Violence has escalated throughout Mexico since President Felipe Calderon, who took office at the end of 2006, launched a military crackdown on drug trafficking, but nowhere more than in Ciudad Juarez.
Of some 2,700 murders across the country this year, official figures this week show almost 1,000 have been in this city across the Rio Grande from El Paso, Texas, including three in the most recent attacks Friday.
Many residents in the city of 1.5 million do not expect changes after this weekend's countrywide protests, following decades of mafia-led violence.
The city has had an average of four murders a day this year, according to police and news reports, which increased to eight a day in the month of August.
Between January and the end of August, some 946 murders were reported, including 110 police, according to official figures, out of a total of 1,200 in the whole of the northern Chihuahua State, where the city lies.
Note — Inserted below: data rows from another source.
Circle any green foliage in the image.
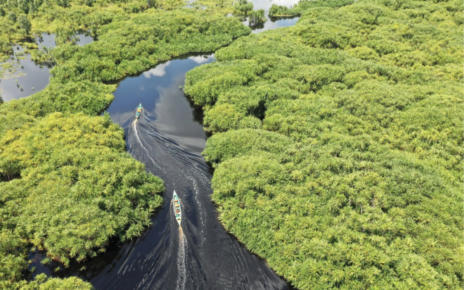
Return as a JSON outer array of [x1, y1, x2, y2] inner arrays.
[[55, 0, 69, 8], [234, 0, 252, 15], [146, 0, 156, 8], [50, 10, 250, 82], [0, 0, 146, 63], [21, 274, 94, 289], [18, 14, 31, 34], [0, 113, 164, 266], [0, 80, 115, 138], [185, 0, 464, 288], [249, 9, 265, 26], [8, 10, 16, 21], [269, 0, 355, 17], [0, 229, 28, 289], [18, 0, 29, 13]]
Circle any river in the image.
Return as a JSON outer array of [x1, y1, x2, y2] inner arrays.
[[4, 1, 301, 289]]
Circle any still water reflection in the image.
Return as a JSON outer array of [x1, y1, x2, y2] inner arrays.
[[244, 0, 300, 33], [106, 54, 215, 154], [0, 33, 94, 101]]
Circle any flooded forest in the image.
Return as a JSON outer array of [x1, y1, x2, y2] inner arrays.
[[0, 0, 462, 289]]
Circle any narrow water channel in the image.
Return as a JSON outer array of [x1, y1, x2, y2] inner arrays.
[[106, 54, 215, 155], [94, 86, 290, 290], [95, 54, 292, 290], [83, 9, 301, 287], [22, 1, 300, 288]]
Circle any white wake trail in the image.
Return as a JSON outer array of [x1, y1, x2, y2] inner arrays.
[[176, 227, 187, 290], [133, 120, 163, 171], [186, 175, 206, 247]]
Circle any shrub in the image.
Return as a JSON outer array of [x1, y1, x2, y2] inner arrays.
[[18, 14, 31, 34], [8, 11, 16, 22]]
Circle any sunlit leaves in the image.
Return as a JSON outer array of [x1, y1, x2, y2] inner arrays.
[[0, 113, 164, 268], [50, 10, 250, 83], [185, 0, 464, 288]]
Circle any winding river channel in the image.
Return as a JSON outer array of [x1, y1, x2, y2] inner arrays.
[[2, 1, 300, 289]]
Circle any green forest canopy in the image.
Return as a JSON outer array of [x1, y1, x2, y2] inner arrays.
[[0, 4, 249, 289], [0, 0, 237, 77], [0, 0, 191, 63], [184, 0, 463, 288], [269, 0, 354, 17]]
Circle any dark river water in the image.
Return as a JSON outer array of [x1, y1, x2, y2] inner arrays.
[[10, 2, 301, 289]]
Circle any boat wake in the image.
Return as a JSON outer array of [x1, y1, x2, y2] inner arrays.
[[176, 227, 187, 290], [133, 120, 163, 172]]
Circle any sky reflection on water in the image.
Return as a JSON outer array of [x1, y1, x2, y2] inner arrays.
[[106, 54, 215, 155], [0, 33, 94, 102], [243, 0, 300, 33]]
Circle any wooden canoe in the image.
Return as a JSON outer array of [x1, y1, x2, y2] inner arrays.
[[173, 191, 182, 226], [136, 103, 142, 119]]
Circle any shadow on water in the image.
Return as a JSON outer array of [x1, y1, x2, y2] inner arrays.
[[0, 32, 94, 102]]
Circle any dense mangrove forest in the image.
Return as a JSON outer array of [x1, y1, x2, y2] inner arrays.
[[184, 0, 464, 288], [0, 0, 250, 287], [0, 0, 463, 288]]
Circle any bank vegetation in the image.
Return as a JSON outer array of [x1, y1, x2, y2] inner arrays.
[[185, 0, 463, 288]]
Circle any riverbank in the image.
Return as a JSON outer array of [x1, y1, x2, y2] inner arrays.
[[184, 0, 464, 288], [0, 7, 250, 288]]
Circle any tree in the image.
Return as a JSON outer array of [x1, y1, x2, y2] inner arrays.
[[34, 0, 43, 7], [235, 0, 253, 15], [7, 11, 16, 22], [18, 15, 31, 34], [249, 9, 265, 26], [17, 0, 29, 13], [29, 2, 36, 14], [147, 0, 156, 8], [55, 0, 68, 8]]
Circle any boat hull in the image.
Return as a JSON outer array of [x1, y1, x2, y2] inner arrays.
[[173, 191, 182, 226], [136, 104, 142, 119]]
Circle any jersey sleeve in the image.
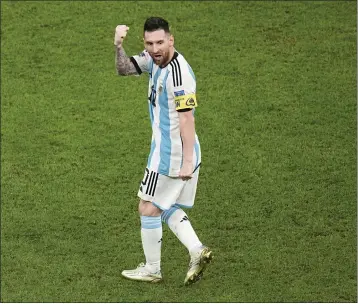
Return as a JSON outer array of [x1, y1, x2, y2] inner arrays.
[[130, 50, 152, 75], [170, 63, 198, 111]]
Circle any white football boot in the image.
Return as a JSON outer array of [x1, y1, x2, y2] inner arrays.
[[184, 246, 213, 286], [121, 263, 162, 283]]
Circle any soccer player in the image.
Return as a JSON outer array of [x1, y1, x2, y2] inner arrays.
[[114, 17, 212, 285]]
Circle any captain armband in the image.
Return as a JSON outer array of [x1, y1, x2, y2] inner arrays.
[[175, 93, 198, 111]]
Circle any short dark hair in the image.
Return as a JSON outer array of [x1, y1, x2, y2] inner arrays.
[[144, 17, 170, 33]]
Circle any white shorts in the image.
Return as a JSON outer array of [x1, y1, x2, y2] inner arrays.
[[137, 167, 200, 211]]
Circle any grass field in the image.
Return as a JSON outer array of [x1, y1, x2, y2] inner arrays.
[[1, 0, 357, 302]]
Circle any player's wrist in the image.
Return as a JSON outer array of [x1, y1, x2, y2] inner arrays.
[[182, 159, 193, 165]]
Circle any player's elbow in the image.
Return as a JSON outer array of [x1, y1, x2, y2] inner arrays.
[[116, 68, 129, 76], [179, 111, 195, 128], [115, 64, 132, 76], [179, 110, 195, 122]]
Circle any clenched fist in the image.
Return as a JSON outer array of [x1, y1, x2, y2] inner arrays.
[[114, 25, 129, 46]]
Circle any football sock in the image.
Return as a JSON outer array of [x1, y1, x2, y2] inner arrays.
[[161, 206, 203, 255], [140, 216, 162, 273]]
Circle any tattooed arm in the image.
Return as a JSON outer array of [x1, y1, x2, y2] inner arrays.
[[115, 45, 138, 76], [114, 25, 138, 76]]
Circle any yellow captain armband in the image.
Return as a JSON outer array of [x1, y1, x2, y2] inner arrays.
[[174, 93, 198, 111]]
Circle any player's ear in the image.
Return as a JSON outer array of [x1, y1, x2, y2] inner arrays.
[[143, 37, 149, 51], [169, 34, 174, 46]]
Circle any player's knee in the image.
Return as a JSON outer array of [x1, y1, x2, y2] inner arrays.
[[138, 199, 147, 214], [138, 199, 161, 216]]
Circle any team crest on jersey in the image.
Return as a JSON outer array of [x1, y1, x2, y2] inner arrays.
[[139, 52, 146, 57], [158, 80, 164, 94], [174, 90, 185, 97]]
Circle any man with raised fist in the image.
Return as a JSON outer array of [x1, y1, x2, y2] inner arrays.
[[114, 17, 212, 286]]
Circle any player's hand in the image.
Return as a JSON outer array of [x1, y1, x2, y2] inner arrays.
[[179, 162, 193, 181], [114, 25, 129, 46]]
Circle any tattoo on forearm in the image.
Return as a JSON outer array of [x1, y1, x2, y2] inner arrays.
[[115, 46, 138, 76]]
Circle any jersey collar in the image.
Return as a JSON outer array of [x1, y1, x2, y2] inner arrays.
[[160, 50, 179, 68]]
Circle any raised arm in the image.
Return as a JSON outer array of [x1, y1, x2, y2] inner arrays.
[[114, 25, 138, 76], [115, 45, 138, 76]]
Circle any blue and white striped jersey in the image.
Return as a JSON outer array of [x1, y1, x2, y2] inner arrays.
[[130, 50, 201, 177]]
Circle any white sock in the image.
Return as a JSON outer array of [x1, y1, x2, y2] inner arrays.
[[140, 216, 162, 273], [161, 206, 202, 255]]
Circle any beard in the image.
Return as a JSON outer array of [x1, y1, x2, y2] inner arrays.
[[152, 52, 170, 67]]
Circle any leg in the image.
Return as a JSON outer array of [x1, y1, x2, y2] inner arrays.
[[121, 167, 165, 283], [121, 199, 163, 283], [161, 169, 212, 285], [161, 205, 203, 255], [138, 199, 163, 273], [162, 205, 212, 285]]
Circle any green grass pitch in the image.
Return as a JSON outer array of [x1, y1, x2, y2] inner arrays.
[[1, 1, 356, 302]]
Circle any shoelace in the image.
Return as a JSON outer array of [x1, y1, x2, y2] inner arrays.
[[134, 263, 148, 273], [135, 263, 160, 275]]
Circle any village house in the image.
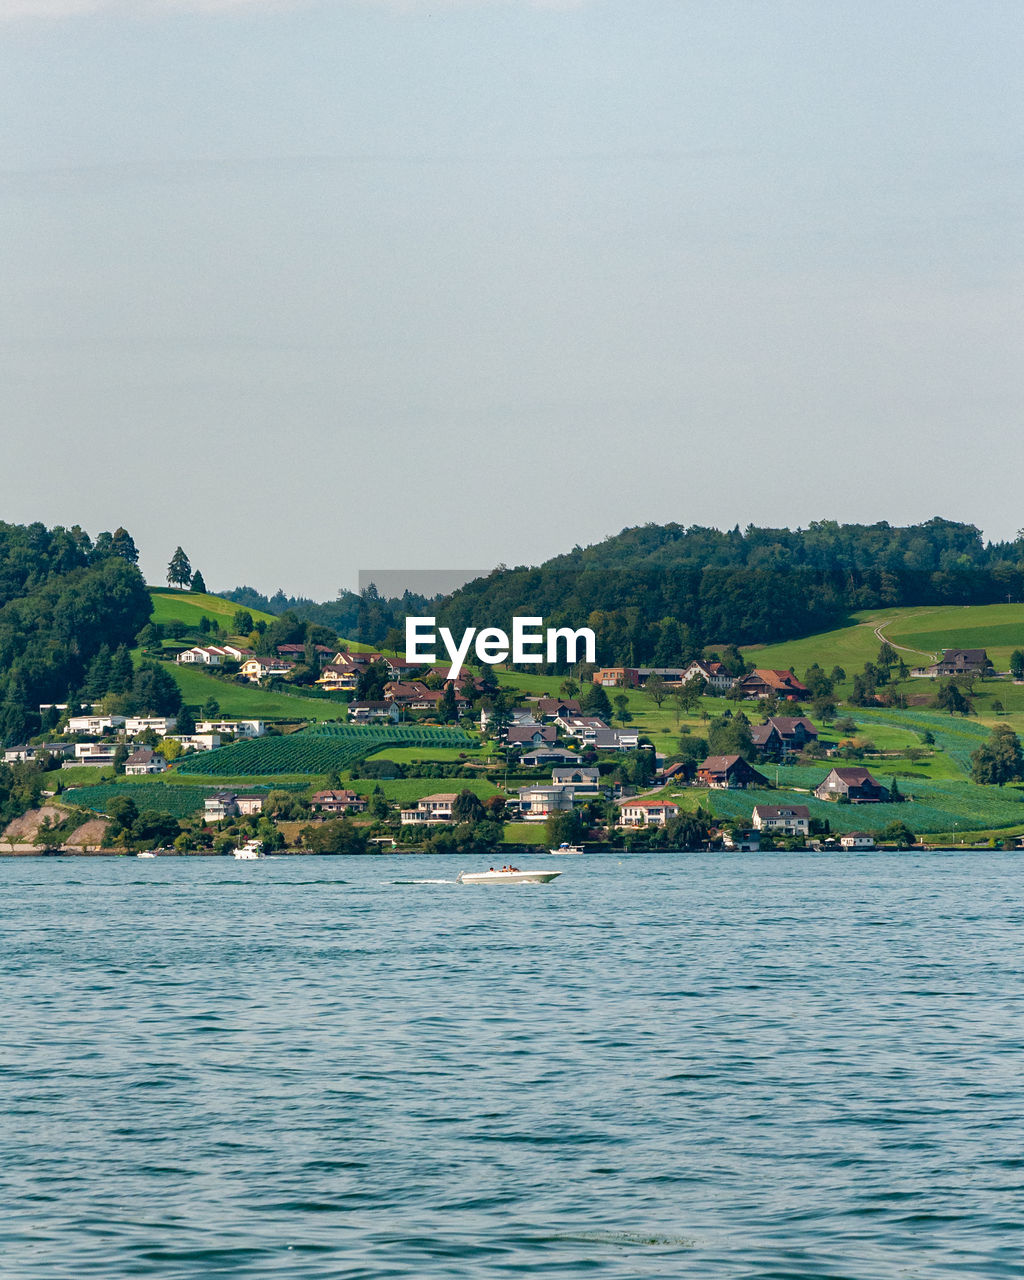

The Juarez drug cartel, led by the Carrillo Fuentes family, is in a turf war for control of Chihuahua state and its key drug routes to the United States with the Sinaloa cartel, led by fugitive Joaquin "el Chapo" Guzman and Ismael Zambada, from the neighboring state to the south.
The deployment of 2,500 soldiers in Ciudad Juarez, part of the federal deployment of more than 36,000 across the country since early 2007, has so far failed to have an impact, with the violence only worsening.
Since the start of the year, 38 business people have been kidnapped, 52 banks held up, more than 10,000 vehicles stolen and 22 businesses burned down for failing to pay protection money in Ciudad Juarez, according to officials and news reports.
"Due to the high level of violence in the city and insecurity there has been a growth in petty crime, like assaults and thefts from businesses and homes, which has led to a falling behind in foreign and national investment, and a drop in tourism," lamented Gabriel Flores, president of a local business committee.
Business leaders said workers from other states who traditionally sought work in the border city's maquiladoras -- low-cost assembly factories -- have also fled.
"This year around 2,600 workers and directors have asked to return to their original cities or change to others due to the wave of violence on the border," the association of maquiladoras said in a statement.
Some 3,000 other families have also left to live in the border city of El Paso, Texas, a border expert said recently.
Mexicans were expected to take to the streets in some 70 towns and cities Saturday in mass demonstrations against escalating murders and kidnappings across the country.